Is the following proof valid?
preliminaries:
Define a step function as any function that can be written as:
$x = \sum_i^m \lambda_i f_i$
where $f_k = 1$ on $[a_k, b_k)$ and $0$ elsewhere (the “characteristic function” of that interval)
the proof
Let $f$ be a step function. If it has only one representation, say $\sum_i^n \lambda_i f_i$, then clearly the integral can take only one value:
$\int f = \sum_i^n \lambda_i (b_i - a_i)$
If there is not a unique representation, then any two representations $\sum_i^l a_i f_i$ and $\sum_i^m b_i f_i$ can be written as the basic representation, $\sum_i^n c_i f_i$.
So we have
$\sum_i^l a_i f_i = \sum_i^n c_i f_i = \sum_i^m b_i f_i$
And
$\int f = \int \sum_i^l a_i f_i = \int \sum_i^n c_i f_i = \int \sum_i^m b_i f_i$
The point of this exercise is to explain why defining the integral of a step function $f:=\sum_{i=1}^l a_i \chi_{A_i}$ with respect to measure $\mu$ as $$\int f\,d\mu:=\sum_{i=1}^l a_i \mu(A_i)\tag1$$ doesn't lead to inconsistency. If $f$ can be written also as $\sum_{j=1}^m b_j\chi_{B_j}$, where the $B_j$'s might differ from the $A_j$'s and the $b_j$'s might differ from the $a_i$'s, and maybe $m\ne l$, the definition would state that the integral of $f$ is now $\sum_{j=1}^m b_j\mu(B_j)$. How do we know that this second number is the same as (1)? The concept of integral is not well-defined if formula (1) yields different numbers for two functions that are equal (pointwise).

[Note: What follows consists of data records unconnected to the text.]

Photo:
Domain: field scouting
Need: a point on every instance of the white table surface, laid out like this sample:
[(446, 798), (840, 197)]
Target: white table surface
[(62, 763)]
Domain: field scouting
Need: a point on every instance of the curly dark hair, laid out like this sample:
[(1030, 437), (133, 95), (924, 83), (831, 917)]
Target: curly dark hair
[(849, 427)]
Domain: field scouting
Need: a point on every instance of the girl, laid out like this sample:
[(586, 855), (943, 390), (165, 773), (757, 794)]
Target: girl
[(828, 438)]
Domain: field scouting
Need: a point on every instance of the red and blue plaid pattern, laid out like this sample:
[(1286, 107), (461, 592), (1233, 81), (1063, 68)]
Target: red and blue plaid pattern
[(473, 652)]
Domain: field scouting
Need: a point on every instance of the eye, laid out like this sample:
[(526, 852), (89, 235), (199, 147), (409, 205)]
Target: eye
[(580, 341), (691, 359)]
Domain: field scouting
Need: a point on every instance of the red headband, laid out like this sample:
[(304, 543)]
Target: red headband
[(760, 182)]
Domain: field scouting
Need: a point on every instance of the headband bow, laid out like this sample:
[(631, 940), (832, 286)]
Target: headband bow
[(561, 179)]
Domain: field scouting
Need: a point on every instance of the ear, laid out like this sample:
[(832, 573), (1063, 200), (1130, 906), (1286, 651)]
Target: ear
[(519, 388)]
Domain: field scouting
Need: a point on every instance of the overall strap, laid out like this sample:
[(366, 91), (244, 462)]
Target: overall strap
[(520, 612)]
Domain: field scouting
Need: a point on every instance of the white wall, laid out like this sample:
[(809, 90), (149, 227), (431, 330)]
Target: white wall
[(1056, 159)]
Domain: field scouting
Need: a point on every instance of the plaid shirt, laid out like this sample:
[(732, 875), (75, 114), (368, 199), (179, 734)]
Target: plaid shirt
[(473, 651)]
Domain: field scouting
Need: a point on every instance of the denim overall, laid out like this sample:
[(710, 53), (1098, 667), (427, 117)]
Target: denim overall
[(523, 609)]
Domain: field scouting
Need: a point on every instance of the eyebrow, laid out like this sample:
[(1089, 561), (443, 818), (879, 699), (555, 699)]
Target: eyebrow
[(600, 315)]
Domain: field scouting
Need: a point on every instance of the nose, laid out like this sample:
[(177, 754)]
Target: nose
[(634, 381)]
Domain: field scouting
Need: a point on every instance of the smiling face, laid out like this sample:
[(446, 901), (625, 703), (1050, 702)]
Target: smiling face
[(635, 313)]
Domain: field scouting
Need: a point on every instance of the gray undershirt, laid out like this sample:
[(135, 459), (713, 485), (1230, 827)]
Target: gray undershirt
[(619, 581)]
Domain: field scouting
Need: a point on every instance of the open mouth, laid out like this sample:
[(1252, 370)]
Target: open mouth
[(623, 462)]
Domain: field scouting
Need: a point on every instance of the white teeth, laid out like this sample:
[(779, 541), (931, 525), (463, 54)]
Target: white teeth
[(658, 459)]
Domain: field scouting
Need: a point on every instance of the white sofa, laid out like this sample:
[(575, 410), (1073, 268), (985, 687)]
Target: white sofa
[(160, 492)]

Your proof needs improvement because it has to consider the possibility that the second representation might not involve the $f_i$'s that appear in the first representation. As for the idea of a 'basic' representation, you need to explain why we can always find such a thing. And it remains to prove why the definition of the integral yields the same number for this basic representation as it does for the other two representations. It is not enough to say "these functions are equal, therefore their integrals are equal": this statement is what you are being asked to prove.